その表情と漂う雰囲気から額の傷が気にならないほどに優しげな印象を受ける。
「転職の方で頼む」
そういうとニッコリと笑い左手に本を持ち俺の額に向けて手を翳そうとするが、
「うーむ、君は少し背が高いので少しかがんでもらえるとたすかるよ」
180cm強ある俺に対して男は170cmと少しぐらいである。
10cmほど身長に差があり額に手を翳そうとしても届かないのだ。
俺は牧師の男に言われた通り少しかがむ。
「これで良いか?」
「ああ、ありがとう。歳でねあまり肩も上がらないんだ。まぁ、今日のように時々この教会でこの仕事をしているんだけどねぇ」
時々と言うことは常時ここにはいないと言うことなのか?
「ん?この神殿の者じゃないのか?」
「ええ、わたしは普段孤児院で子供達の面倒を見ていてね。

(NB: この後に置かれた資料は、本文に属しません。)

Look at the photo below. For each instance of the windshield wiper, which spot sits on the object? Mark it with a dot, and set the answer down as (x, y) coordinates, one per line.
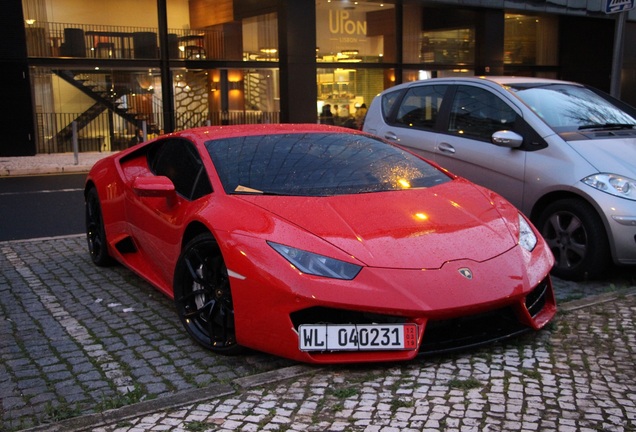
(606, 126)
(245, 190)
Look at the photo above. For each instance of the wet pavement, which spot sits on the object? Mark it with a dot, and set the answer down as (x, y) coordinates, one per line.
(87, 348)
(97, 349)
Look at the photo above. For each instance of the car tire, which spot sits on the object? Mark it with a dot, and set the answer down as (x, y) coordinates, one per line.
(203, 296)
(95, 232)
(576, 235)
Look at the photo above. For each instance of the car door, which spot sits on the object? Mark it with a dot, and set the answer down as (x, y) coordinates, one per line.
(157, 219)
(465, 147)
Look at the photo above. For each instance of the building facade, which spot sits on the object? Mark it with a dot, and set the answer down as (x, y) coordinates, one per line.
(91, 76)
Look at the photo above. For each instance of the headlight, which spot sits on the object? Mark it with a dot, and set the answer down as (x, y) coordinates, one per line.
(613, 184)
(527, 239)
(315, 264)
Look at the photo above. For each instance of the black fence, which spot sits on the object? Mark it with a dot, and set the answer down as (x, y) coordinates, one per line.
(109, 132)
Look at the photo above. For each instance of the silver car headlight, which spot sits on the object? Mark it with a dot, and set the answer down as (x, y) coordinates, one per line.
(318, 265)
(613, 184)
(527, 239)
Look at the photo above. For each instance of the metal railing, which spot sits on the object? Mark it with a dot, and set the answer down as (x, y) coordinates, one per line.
(48, 39)
(110, 132)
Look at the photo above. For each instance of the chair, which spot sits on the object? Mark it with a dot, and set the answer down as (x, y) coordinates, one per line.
(194, 52)
(74, 44)
(145, 45)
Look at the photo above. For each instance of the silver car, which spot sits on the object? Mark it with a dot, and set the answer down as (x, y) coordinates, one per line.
(563, 153)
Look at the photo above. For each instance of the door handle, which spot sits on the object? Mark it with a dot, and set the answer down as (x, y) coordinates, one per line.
(446, 148)
(390, 135)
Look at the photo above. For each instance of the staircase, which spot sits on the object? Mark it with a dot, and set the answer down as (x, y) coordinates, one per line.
(106, 98)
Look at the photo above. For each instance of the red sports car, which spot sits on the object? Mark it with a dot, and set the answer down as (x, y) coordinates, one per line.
(317, 243)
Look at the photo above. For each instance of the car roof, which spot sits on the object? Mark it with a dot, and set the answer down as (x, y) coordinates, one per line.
(219, 132)
(491, 80)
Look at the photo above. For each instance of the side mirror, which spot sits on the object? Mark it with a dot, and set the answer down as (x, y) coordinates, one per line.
(506, 138)
(158, 187)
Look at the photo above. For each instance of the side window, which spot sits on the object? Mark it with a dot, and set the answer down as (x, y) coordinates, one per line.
(179, 161)
(388, 102)
(477, 113)
(420, 106)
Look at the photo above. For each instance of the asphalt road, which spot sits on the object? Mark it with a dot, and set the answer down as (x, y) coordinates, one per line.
(41, 206)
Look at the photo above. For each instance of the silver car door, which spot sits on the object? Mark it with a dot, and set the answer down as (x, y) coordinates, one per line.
(466, 148)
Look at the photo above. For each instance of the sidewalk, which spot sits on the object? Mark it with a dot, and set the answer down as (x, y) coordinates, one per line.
(55, 163)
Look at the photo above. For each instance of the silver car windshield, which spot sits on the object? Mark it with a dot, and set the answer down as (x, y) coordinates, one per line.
(568, 107)
(317, 164)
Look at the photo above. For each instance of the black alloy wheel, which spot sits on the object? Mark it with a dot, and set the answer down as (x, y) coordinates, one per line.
(576, 235)
(203, 297)
(95, 232)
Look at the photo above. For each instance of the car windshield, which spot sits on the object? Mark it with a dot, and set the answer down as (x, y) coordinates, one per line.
(567, 107)
(317, 164)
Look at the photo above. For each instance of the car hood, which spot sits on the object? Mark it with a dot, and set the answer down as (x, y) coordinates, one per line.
(617, 156)
(417, 229)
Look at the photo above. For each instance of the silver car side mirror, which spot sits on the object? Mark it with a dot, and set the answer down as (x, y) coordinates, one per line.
(507, 138)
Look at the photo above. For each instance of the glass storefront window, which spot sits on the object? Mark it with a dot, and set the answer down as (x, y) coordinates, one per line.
(225, 96)
(104, 107)
(531, 40)
(354, 32)
(345, 93)
(449, 46)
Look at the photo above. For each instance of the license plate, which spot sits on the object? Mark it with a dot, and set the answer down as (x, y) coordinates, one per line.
(357, 337)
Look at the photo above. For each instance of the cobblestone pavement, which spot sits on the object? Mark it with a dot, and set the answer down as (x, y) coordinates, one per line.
(85, 348)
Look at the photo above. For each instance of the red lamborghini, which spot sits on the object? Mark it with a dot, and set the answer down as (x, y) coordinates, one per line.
(317, 243)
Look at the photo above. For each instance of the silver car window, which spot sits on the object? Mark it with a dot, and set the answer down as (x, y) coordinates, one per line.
(477, 113)
(420, 106)
(567, 107)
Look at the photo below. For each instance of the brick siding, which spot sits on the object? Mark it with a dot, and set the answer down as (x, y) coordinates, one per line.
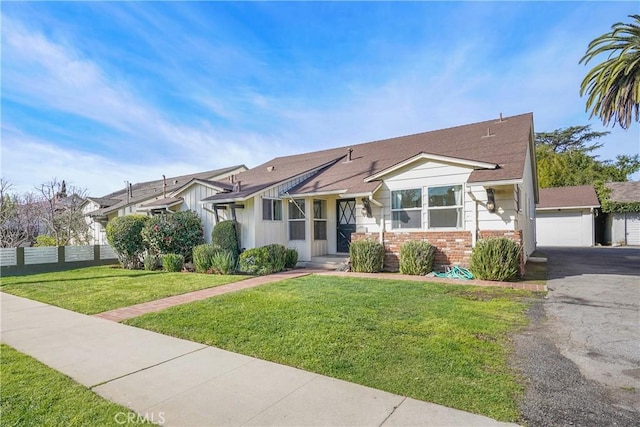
(451, 247)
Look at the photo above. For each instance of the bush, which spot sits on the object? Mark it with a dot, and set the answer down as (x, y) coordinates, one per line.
(495, 259)
(367, 256)
(264, 260)
(291, 258)
(416, 258)
(203, 257)
(44, 240)
(152, 262)
(175, 233)
(124, 236)
(223, 262)
(224, 235)
(172, 262)
(254, 261)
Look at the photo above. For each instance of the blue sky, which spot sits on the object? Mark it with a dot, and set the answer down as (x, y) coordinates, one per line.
(102, 93)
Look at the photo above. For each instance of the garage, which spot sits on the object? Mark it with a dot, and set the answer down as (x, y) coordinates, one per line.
(565, 216)
(564, 229)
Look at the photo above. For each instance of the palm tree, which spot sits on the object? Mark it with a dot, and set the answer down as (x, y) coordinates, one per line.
(613, 86)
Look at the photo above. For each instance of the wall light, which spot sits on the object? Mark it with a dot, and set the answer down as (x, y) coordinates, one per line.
(491, 200)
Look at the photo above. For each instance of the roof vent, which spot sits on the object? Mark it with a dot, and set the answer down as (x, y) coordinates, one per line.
(489, 134)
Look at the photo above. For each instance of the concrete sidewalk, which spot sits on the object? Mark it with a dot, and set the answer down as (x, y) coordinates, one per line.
(183, 383)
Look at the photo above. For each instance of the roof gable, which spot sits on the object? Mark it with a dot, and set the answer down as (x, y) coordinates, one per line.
(581, 196)
(434, 157)
(624, 192)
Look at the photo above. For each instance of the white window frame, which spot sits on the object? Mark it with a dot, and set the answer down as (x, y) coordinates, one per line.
(272, 205)
(430, 208)
(416, 209)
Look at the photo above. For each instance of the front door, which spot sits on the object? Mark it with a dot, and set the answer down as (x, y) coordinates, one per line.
(346, 223)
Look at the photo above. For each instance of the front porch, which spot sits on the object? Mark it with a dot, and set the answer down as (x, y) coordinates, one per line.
(328, 262)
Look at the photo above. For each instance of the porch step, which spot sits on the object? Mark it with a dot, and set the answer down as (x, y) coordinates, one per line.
(329, 262)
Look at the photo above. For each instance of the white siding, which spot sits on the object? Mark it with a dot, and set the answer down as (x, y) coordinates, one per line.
(107, 252)
(41, 255)
(192, 197)
(421, 175)
(8, 256)
(526, 218)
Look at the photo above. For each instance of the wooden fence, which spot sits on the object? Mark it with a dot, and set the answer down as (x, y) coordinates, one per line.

お金を工面するためにこうやって時々神官の真似事をしているんだよ」
そう言うとコホンと咳払いし、
「なりたい職業を頭に浮かんだ職業の中から選んで、言ってください」
そう言って男は俺の額に手を掲げる。
すると男の言ったようにいくつかの職業の名前が浮かび上がる。
俺はその中から魔法使いを選び、口にする。
「魔法使いで頼む」
「わかりました。ええ…では、『神に仕える神官の名の下に、神に代行し、汝に新たな生を与えよう。その生の名は、魔法使い』」
すると俺の身体がレベルアップ時のように光る。
少しの浮遊感が数秒続いたかと思うと落ち着き、その感覚に驚いていると、アナウンスが流れる。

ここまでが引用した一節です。